Readings in Database Systems, 3rd Edition

Stonebraker & Hellerstein, eds.

Extensibility & Object-Relational Systems

Motivation & Politics

In the early 80’s, it became clear that Relational systems were not robust enough for non-administrative data-intensive applications of the day:

CAD/CAM
CASE
GIS
etc.

Two buzz-phrases began to emerge: "Object-Oriented" and "Extensible"

Much vision & politics ensued:

Various data models (NF2, ER, Functional, Semantic)
Object-Oriented DB System Manifesto (OO-ness)
Third-Generation DB System Manifesto (Extensibility)
Many query languages proposed

Systems were built, companies started, etc.

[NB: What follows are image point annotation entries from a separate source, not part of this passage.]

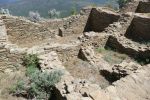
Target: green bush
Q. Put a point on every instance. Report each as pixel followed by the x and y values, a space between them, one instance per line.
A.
pixel 18 88
pixel 43 83
pixel 39 85
pixel 31 60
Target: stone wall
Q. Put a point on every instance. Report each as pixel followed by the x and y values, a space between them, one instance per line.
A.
pixel 21 31
pixel 139 29
pixel 99 19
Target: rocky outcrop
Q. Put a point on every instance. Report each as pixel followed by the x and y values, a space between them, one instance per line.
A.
pixel 99 19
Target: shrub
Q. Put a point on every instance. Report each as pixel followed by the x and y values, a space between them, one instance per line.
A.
pixel 31 60
pixel 34 16
pixel 39 86
pixel 43 83
pixel 18 88
pixel 54 13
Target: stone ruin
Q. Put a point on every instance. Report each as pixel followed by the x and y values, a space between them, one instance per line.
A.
pixel 71 44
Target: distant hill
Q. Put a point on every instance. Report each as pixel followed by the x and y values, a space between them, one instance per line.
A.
pixel 22 7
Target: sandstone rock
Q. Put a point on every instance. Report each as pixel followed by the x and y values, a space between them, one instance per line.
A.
pixel 99 95
pixel 50 61
pixel 126 68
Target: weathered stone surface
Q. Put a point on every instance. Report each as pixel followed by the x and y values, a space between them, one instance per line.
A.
pixel 126 68
pixel 99 19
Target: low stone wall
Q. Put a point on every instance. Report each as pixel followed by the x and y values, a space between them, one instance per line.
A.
pixel 139 29
pixel 99 19
pixel 21 31
pixel 143 7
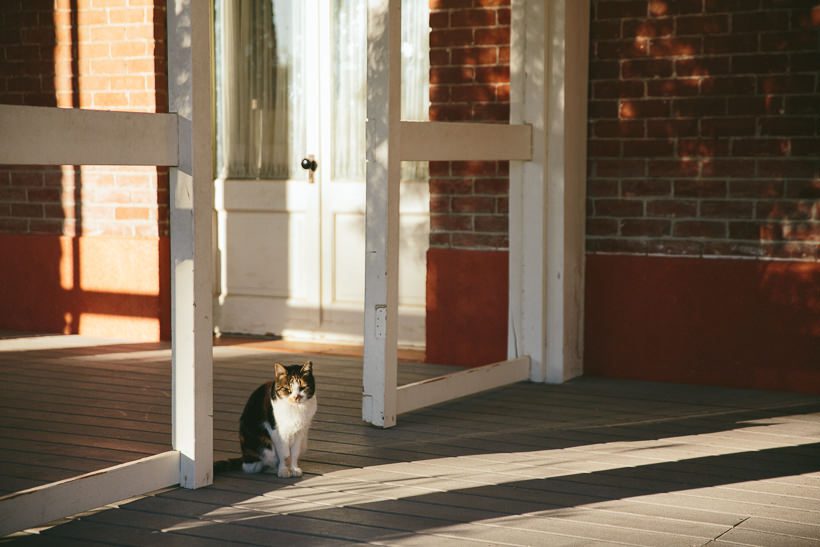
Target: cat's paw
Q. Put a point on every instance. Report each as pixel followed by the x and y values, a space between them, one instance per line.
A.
pixel 252 467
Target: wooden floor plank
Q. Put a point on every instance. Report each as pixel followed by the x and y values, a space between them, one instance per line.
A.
pixel 593 461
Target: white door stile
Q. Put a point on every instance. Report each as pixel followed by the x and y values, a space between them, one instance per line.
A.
pixel 547 195
pixel 181 139
pixel 545 143
pixel 35 506
pixel 459 384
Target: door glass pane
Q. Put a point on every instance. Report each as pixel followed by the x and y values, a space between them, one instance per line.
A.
pixel 350 80
pixel 349 88
pixel 260 88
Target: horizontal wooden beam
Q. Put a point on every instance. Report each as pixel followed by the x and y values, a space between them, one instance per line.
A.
pixel 443 141
pixel 459 384
pixel 43 504
pixel 35 135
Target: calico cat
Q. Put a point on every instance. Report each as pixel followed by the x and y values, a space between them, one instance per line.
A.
pixel 273 428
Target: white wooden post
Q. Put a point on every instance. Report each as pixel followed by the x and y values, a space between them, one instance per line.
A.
pixel 189 80
pixel 547 212
pixel 382 215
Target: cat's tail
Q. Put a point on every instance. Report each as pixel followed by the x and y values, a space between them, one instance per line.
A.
pixel 231 464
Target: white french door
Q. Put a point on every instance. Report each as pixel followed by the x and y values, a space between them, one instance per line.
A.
pixel 291 246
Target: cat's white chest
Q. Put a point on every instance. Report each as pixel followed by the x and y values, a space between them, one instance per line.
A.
pixel 293 419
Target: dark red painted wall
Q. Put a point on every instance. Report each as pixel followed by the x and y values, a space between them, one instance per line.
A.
pixel 739 323
pixel 466 306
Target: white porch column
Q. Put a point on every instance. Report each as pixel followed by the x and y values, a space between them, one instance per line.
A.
pixel 382 216
pixel 189 81
pixel 549 59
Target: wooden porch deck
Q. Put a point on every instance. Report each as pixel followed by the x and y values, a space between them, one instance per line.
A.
pixel 591 462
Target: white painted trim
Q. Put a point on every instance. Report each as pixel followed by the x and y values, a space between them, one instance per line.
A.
pixel 547 195
pixel 49 502
pixel 190 96
pixel 382 214
pixel 441 141
pixel 459 384
pixel 66 136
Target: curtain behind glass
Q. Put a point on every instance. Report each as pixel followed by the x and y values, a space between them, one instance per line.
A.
pixel 261 78
pixel 259 73
pixel 350 78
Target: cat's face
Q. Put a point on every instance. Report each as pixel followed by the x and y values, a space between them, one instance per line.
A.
pixel 295 382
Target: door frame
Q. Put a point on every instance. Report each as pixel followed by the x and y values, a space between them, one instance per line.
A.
pixel 180 139
pixel 545 143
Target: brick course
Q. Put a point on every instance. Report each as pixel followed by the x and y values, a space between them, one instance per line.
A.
pixel 87 54
pixel 469 81
pixel 704 128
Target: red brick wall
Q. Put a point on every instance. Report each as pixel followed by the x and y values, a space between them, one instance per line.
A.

Today, the field has settled down into two arenas:

Persistent OO PL systems (e.g. EXODUS, ObjectStore, Objectivity, Versant, etc.)
Query-based systems with OO features (e.g. Starburst, Postgres, Illustra, Informix & ORacle "Universal Servers", DB/2 UDB)
Almost nobody does both well

Few people continue to argue in terms of the paradigms. (Exhaustion?)

Systems History

Three influential research systems:

Starburst (IBM Almaden)
POSTGRES (Berkeley)
EXODUS (Wisconsin)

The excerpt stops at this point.